Three Dog Breeds Gain Full AKC Recognition
Club welcomes Irish Red and White Setter, Pyrenean Shepherd, and Norwegian Buhund.
Posted: January 17, 2009, 5 a.m. EST
The newest dog breeds to gain full recognition with the American Kennel Club (AKC) are the Irish Red and White Setter, Pyrenean Shepherd, and Norwegian Buhund.
The latest additions raise the AKC's total number of registered breeds to 161. The Irish Red and White Setter will join the Sporting Group while the Pyrenean Shepherd and the Norwegian Buhund join the Herding Group.
The American Kennel Club offers a brief history of the newly registered breeds:
Irish Red and White Setter
Its original purpose was as a versatile hunting companion, providing food — both fur and feather. The Irish Red and White Setter Association formed in America in 1997 to preserve the purebred Irish Red and White Setter and to maintain the heritage and unique qualities of the breed as a multi-talented gun dog. As a companion, they are loving, loyal, and best suited for an active family.

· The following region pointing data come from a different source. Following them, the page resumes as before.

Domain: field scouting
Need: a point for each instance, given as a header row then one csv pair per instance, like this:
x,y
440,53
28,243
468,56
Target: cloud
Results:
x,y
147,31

The “Pyr Shep” has herded sheep in the Pyrenees Mountains of Southern France for centuries. The breed comes in two coat types — rough-faced and smooth-faced. It first distinguished itself outside its native mountains during its service to French troops during World War I. Hundreds of Pyr Sheps gave their lives for the cause as couriers, search-and-rescue dogs finding injured soldiers after battles, and accompanying guards on their rounds. Although tentative with strangers, the Pyrenean Shepherd has a lively, cheerful disposition, and is a superb canine athlete who excels at agility and other dog sports.
The Norwegian Buhund belongs to a large class of dogs called the Spitz type. The breed as we know it today, with its prick ears and curled tail, was nurtured in the rainy western coastlands of Norway where they herded sheep, guarded farms, and hunted bear and wolf. Besides working ability, Buhunds are trained to aid the hearing impaired, perform police work, and perform well in obedience and agility trials. In fact, the Buhund is considered by many to be the most trainable of the Spitz breeds. Today they work with livestock, guard home and family, and make wonderful companions for active people or families.
The breeds became eligible for full AKC registration and competition in their respective groups on Jan. 1.